Los Angeles' mayor is pushing for a minimum wage of $13.25, which would significantly benefit at least 40 percent of the work force, The Huffington Post reported.

Mayor Eric Garcetti is circulating a proposal to raise the minimum wage to $13.25 by 2017, after which further raises would depend on inflation, Bloomberg reported, citing the Los Angeles Times.

If the proposal passes, it would not be the first in California, and LA would join other cities in the state that have relied on pay raises at the local level to help the local workforce.

Bloomberg reported that San Francisco was the first in the country to raise the wages locally to $8.50 in 2003 and in 2012 San Jose increased the minimum to $10.

The state legislature has also approved an increase to $9, which went into effect in July, and pre-emptively approved a raise to $10 in 2016.

The proposed minimum wage raise in Los Angeles would help poverty decline by 4 percent, The Huffington Post reported, based on information from think-tank Center for American Progress.

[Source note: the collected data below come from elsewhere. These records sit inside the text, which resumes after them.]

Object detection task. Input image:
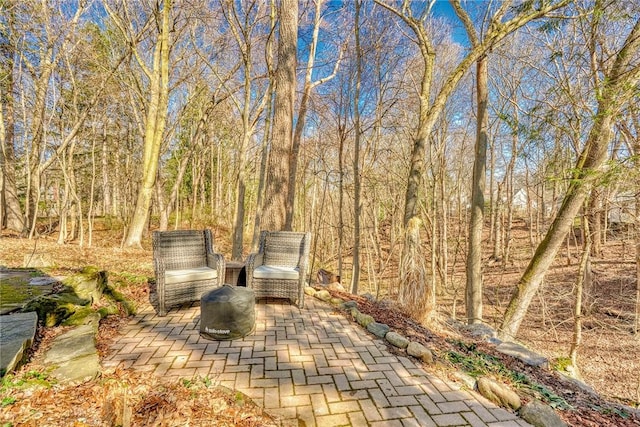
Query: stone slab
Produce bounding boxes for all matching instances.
[43,324,100,384]
[51,353,100,384]
[0,311,38,375]
[44,324,96,364]
[496,342,548,368]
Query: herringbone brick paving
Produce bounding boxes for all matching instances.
[104,297,532,426]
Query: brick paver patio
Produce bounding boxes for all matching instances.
[104,297,532,426]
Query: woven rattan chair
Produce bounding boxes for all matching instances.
[152,229,225,316]
[246,231,311,308]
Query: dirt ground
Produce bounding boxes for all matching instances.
[1,219,639,425]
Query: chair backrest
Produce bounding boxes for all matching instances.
[261,231,309,268]
[152,229,211,270]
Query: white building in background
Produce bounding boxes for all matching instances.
[608,192,637,225]
[512,189,529,212]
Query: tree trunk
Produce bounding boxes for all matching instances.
[351,0,363,295]
[0,32,25,232]
[263,0,297,231]
[232,134,248,260]
[569,211,591,378]
[588,187,602,257]
[337,128,345,283]
[466,54,488,324]
[252,85,274,250]
[124,0,172,247]
[252,0,276,249]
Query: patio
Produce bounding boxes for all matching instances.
[103,296,532,426]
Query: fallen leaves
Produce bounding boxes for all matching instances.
[1,368,277,427]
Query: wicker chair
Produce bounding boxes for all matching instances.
[246,231,311,308]
[152,229,225,316]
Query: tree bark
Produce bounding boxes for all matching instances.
[569,211,591,377]
[466,54,488,325]
[351,0,363,295]
[0,20,24,232]
[263,0,297,231]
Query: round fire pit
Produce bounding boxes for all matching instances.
[200,285,255,340]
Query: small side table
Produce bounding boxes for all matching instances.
[225,260,246,286]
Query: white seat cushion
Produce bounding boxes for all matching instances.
[253,265,299,280]
[165,267,218,285]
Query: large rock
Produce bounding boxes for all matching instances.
[45,324,100,384]
[407,342,434,364]
[314,290,332,302]
[452,371,476,389]
[465,323,499,342]
[64,267,107,303]
[51,353,100,385]
[496,342,549,368]
[366,322,390,338]
[354,310,375,327]
[22,292,89,327]
[45,324,96,364]
[519,400,567,427]
[341,301,357,310]
[0,270,58,315]
[385,332,410,349]
[477,377,521,410]
[0,312,38,376]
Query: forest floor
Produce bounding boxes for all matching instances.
[465,220,640,409]
[0,220,639,426]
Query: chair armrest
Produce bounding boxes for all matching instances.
[207,252,225,284]
[245,252,263,289]
[154,257,166,278]
[246,252,263,269]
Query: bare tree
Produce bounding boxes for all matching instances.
[106,0,173,248]
[500,9,640,340]
[375,0,571,321]
[285,0,342,230]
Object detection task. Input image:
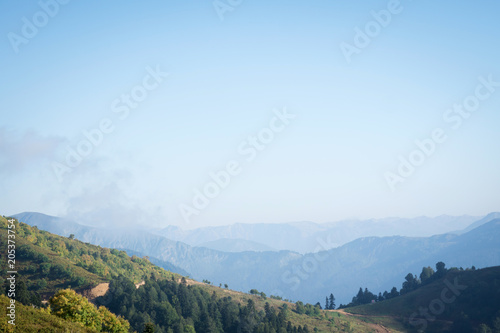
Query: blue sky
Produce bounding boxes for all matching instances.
[1,0,499,228]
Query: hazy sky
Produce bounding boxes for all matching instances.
[1,0,499,229]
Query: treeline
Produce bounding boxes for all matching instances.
[96,275,311,333]
[295,301,321,317]
[332,263,500,332]
[249,289,267,298]
[338,261,475,308]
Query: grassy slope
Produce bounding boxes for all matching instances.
[345,266,500,332]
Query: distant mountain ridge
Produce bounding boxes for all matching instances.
[12,211,500,305]
[198,238,277,252]
[151,215,481,253]
[455,211,500,234]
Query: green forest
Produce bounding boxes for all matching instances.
[96,275,312,333]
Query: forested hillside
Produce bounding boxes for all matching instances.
[0,215,176,297]
[1,215,398,332]
[344,265,500,332]
[96,275,305,333]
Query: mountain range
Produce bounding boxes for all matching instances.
[12,211,500,305]
[150,215,480,253]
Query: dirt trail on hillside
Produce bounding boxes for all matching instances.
[178,278,205,286]
[331,309,394,333]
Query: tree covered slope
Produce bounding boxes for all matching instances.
[2,214,402,332]
[345,266,500,332]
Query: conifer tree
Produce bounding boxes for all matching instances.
[329,293,336,310]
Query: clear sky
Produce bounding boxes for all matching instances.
[1,0,499,229]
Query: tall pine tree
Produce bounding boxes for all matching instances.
[329,294,336,310]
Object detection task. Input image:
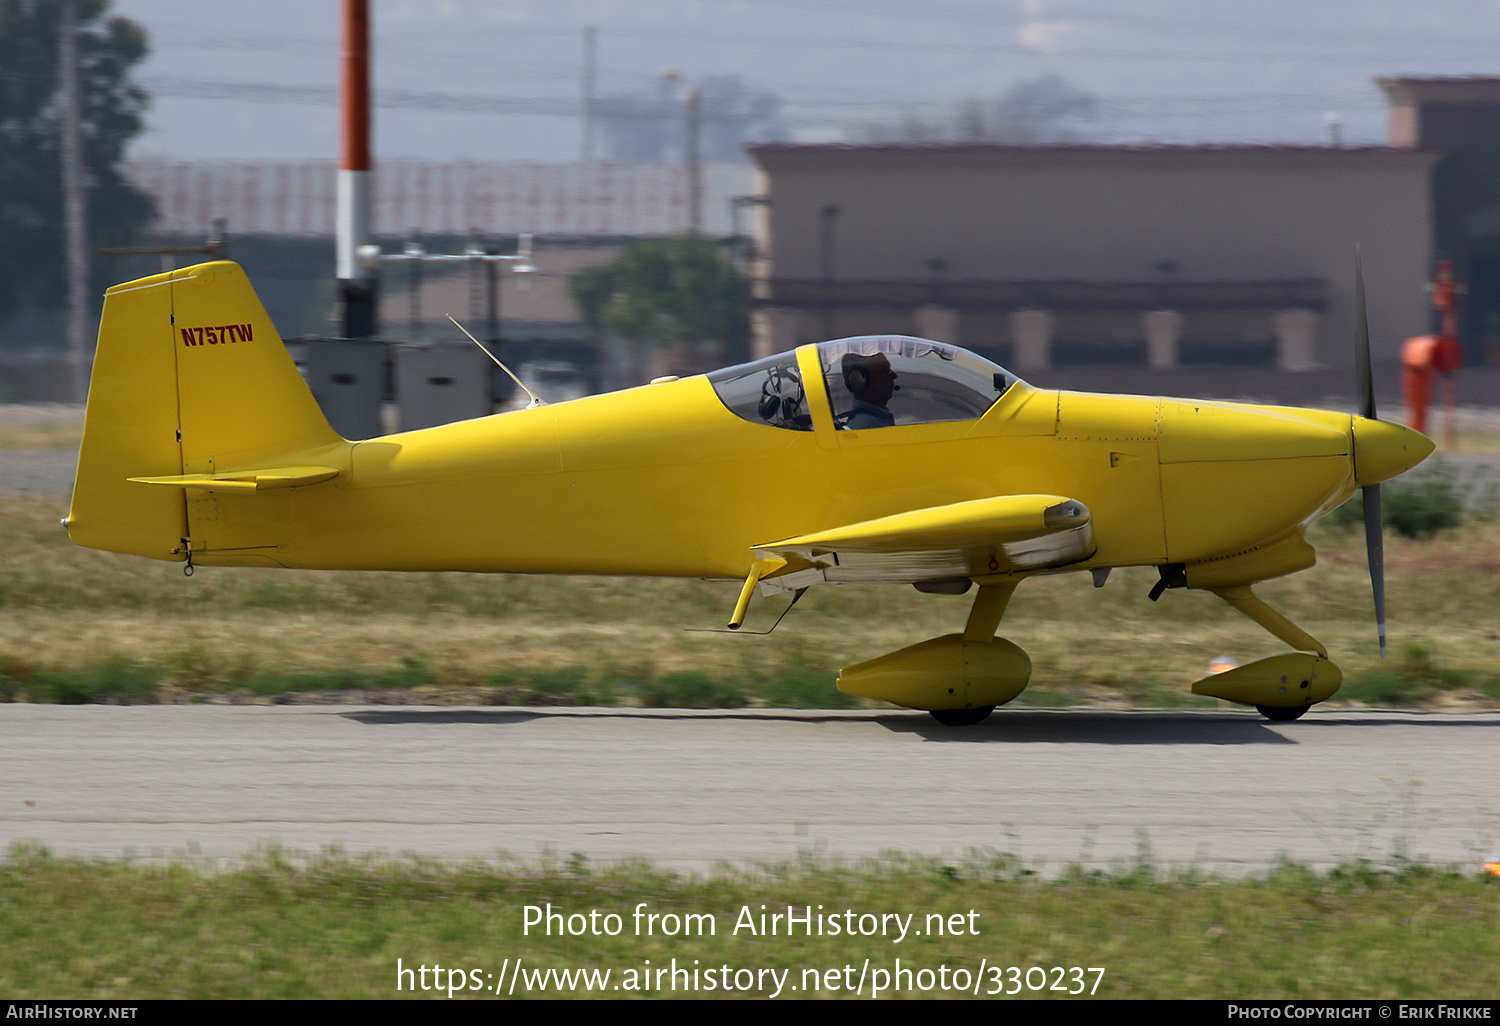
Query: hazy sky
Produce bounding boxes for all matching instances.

"The city's combination of low wage levels and high living costs -- 27 percent above the national average -- means that cash-strapped families will immediately spend that extra income, increasing revenues for local businesses," Rachel West, senior policy analyst at CAP, told the Huffington Post.

The raise would affect more than half a million residents but received a mixed review by the business leaders.

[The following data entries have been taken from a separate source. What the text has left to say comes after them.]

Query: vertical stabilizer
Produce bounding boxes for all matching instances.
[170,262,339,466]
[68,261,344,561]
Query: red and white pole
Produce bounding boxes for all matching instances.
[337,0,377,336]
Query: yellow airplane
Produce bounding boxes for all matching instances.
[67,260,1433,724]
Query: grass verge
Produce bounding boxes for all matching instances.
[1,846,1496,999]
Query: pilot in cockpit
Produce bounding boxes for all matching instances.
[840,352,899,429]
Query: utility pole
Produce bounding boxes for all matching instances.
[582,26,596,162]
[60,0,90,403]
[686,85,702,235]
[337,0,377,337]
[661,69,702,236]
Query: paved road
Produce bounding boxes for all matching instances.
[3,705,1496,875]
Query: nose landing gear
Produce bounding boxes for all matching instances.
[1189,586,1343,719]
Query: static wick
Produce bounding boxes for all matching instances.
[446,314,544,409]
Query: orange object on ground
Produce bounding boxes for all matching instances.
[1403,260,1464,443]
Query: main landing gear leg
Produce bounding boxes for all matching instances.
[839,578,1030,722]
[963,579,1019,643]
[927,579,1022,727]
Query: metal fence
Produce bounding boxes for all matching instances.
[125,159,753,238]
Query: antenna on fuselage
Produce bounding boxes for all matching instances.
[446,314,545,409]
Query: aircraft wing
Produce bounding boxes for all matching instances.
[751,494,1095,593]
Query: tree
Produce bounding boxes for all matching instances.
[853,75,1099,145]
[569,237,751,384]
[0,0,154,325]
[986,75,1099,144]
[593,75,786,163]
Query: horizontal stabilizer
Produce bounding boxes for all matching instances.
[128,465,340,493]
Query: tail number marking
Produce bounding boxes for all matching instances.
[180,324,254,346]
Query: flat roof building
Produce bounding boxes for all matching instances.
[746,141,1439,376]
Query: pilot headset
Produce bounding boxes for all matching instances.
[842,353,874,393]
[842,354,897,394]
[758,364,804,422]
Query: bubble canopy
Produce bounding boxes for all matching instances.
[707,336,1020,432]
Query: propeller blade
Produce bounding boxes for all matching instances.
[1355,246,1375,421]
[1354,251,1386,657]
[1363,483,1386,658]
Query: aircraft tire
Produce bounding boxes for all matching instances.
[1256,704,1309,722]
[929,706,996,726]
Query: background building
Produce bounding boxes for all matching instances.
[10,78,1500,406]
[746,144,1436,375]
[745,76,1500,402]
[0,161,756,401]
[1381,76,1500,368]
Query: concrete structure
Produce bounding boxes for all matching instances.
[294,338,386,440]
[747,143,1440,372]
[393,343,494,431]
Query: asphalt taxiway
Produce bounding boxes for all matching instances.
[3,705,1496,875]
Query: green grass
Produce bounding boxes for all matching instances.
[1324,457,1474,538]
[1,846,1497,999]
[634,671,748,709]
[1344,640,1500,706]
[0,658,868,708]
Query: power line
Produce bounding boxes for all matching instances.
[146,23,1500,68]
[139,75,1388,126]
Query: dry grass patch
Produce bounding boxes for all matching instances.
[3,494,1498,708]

"If Los Angeles is to maintain our standing as a world-class city, we need to increase the minimum wage," billionaire businessman Eli Broad said in a statement, reported the Huffington Post. "Raising the minimum wage would help lift people out of poverty and stimulate our local economy."

But others warn that it could lead to businesses closing and forcing an increase in unemployment, or for wage earners to get greedy and push for a $15 wage.